It was the day before the Senza, and the crowds were as great as ever, the statesmen in their long line before the Palazzo Ducale, receiving respectful kisses on their deep sleeves, making their ceremonial bows to one another.
Tonio gave little thought to the fact that he was alone and free, as this no longer had the same meaning.
The tale told to him by his father was full of shocks, and shot through with the blood of reality and immense sadness. And the story of Treschi was but a part of it.
All his young life Tonio had believed Venice to be a great power in Europe. He had been brought up with the sterling concept that the Serenissima was the oldest and strongest government in Italy. The words empire, Candia, Morea, were connected in his mind with vague and glorious battles.
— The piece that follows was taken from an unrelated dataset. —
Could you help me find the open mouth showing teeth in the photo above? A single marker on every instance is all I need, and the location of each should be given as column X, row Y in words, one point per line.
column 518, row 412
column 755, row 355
But in this one long night, the Venetian State had grown old, decadent, teetering on her foundations, all but crumbling to a lustrous and glittering ruin. In 1645 Candia had been lost and the wars in which Andrea and his sons had fought had not recovered it. In 1718, Venice had been driven once and for all from the Morea.
Nothing remained of the empire, in fact, except the great city herself and her holdings on the mainland which surrounded her. Padua, Verona, small towns, the great stretch of magnificent villas along the Brenta River.
Her ambassadors no longer wielded significant power in courts abroad, and those sent to Venice came less for politics than for pleasure.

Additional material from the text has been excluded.